Narration et jeu d'acteur excellents
Bracelet électronique à la cheville, Seongcheul ne peut pas oublier ce qu'il a fait. Surveillé régulièrement par un coordinateur, il n'a pas d'autre choix que de travailler sur un chantier jusqu'au jour où, par manque de moyen, le contremaître le renvoie. Il est alors ennuyé et se lançant dans une société de taxi, il n'a de cesse de voir ses démons remonter à la surface, malgré les médicaments qu'il prend pour s'apaiser. A l'inverse Hyeongdo est comme un mort en sursis, traversant la vie sans vraiment y participer, dommage colatéral d'une grande tragédie, jusqu'au moment où il tombe sur Seongcheul et voit sa douleur ravivée. Comme le titre l'indique très judicieusement, le film montre les instincts animaux qui resurgissent chez ses personnages, malgré leur volonté de les maîtriser. La photo en ce sens joue énormément dans l'ambiance, avec son ton très gris et sale, ajoutant au poids appliqué généreusement sur les épaules des protagonistes. Parsemé de scènes particulièrement intenses, d'une montée très prenante de la pression et d'un jeu d'acteurs exemplaire (le réalisateur était avant directeur de casting, ce qui explique sans doute son bon choix d'acteurs), Animal Town est vraiment un bijou du cinéma coréen, en attendant le troisième volet de sa trilogie sur la ville (Mozart Town, Animal Town, Dance Town), peut-être à Cannes.
22 février 2010
par
Elise
Aime le maudit
Second volet dans une future trilogie urbaine en devenir, "Animal Town" est une petite production indépendante viscérale, terrible, qui prend aux tripes, comme les premiers Kim Ki-duk ou l'"Old Boy" d'un Park Chan-wok, sauf que l'on serait beaucoup plus proche d'un cinéma humaniste et engagé d'un Lee Chang-dong, plutôt que des deux autres réalisateurs, qui n'hésitent pas à verser dans une certaine gratuité pour appuyer leur propos.

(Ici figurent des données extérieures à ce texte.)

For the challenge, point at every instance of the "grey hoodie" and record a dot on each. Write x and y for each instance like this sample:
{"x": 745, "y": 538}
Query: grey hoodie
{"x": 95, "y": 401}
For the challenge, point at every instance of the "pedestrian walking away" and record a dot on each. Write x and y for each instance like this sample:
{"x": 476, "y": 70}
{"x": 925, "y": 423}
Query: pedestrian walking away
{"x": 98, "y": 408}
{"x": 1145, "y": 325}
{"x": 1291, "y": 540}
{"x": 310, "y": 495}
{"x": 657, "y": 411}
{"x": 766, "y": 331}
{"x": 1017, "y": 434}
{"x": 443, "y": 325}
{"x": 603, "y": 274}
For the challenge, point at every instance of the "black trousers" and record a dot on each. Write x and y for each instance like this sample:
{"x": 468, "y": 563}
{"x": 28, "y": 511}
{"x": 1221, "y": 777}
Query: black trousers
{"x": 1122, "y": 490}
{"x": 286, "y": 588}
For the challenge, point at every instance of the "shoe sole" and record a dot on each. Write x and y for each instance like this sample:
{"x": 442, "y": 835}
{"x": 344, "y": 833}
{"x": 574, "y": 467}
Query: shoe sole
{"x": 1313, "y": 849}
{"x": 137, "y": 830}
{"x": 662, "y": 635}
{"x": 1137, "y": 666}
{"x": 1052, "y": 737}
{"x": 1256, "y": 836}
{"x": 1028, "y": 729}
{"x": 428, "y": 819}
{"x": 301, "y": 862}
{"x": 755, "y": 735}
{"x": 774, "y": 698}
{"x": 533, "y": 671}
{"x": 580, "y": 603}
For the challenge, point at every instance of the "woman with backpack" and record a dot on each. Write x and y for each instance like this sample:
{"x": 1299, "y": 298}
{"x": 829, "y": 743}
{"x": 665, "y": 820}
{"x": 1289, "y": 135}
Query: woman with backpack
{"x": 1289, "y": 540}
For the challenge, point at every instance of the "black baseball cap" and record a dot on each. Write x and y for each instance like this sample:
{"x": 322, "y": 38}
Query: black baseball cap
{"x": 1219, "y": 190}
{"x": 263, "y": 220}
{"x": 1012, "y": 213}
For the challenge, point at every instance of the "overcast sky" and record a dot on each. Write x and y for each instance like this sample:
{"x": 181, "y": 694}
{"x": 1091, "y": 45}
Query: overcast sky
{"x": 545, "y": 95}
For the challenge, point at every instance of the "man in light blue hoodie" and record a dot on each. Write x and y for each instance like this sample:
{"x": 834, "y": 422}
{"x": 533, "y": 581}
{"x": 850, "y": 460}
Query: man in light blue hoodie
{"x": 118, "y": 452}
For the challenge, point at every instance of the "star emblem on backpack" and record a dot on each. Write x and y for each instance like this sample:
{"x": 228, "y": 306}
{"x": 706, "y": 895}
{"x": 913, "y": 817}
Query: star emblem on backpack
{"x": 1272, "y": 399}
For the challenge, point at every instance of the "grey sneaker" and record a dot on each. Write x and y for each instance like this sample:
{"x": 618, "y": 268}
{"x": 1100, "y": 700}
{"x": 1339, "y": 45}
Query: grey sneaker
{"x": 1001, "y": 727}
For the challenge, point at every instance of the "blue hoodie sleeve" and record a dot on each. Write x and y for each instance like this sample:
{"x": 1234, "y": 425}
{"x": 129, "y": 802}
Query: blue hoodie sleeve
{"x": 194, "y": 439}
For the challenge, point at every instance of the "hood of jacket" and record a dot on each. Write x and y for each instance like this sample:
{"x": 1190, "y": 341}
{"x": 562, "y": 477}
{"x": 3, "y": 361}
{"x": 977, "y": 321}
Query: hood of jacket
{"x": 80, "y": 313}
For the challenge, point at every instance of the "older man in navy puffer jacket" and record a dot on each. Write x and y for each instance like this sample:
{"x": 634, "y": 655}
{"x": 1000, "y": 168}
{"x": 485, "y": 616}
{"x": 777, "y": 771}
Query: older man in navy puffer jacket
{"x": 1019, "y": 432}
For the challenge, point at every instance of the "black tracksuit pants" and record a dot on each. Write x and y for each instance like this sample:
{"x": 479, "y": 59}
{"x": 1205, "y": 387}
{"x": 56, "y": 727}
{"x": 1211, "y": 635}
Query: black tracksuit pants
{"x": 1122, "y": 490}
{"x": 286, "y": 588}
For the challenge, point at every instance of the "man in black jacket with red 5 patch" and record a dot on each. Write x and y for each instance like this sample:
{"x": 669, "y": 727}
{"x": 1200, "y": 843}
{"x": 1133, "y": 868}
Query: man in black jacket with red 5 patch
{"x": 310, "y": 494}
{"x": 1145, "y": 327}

Avec sa caméra à l'épaule et son approche extrêmement naturelle, le film se suit quasiment comme le documentaire de la difficile réintégration d'un homme suite à un emprisonnement. On n'en saura rien de son crime pendant la quasi intégralité du film; on est donc exempt de jugement, mais l'on assiste, impuissants, à l'injustice qui lui est fait pour tenter d'adopter à nouveau un rythme de vie normale.
Le bracelet électronique met évidemment sur la voie d'un crime un brin plus odieux et des indices discrets ci et là mettent sur la piste…
La force du film, c'est de basculer instamment tout point de vue précédemment adopté en se référant par rapport à tout ce que notre société actuelle aurait pu nous inculquer, de comment approcher, juger par avance et condamner certains individus, au lieu – tout simplement – de leur donner une seconde chance ou – mieux – tenter de trouver des solutions quant à savoir comment les aider.
Un REGARD, donc…Celui d'un réalisateur sur des personnages fouillis, sur une ville, sur une société…Le regard d'un vrai auteur, tout simplement, qu'il sera extrêmement intéressant à suivre.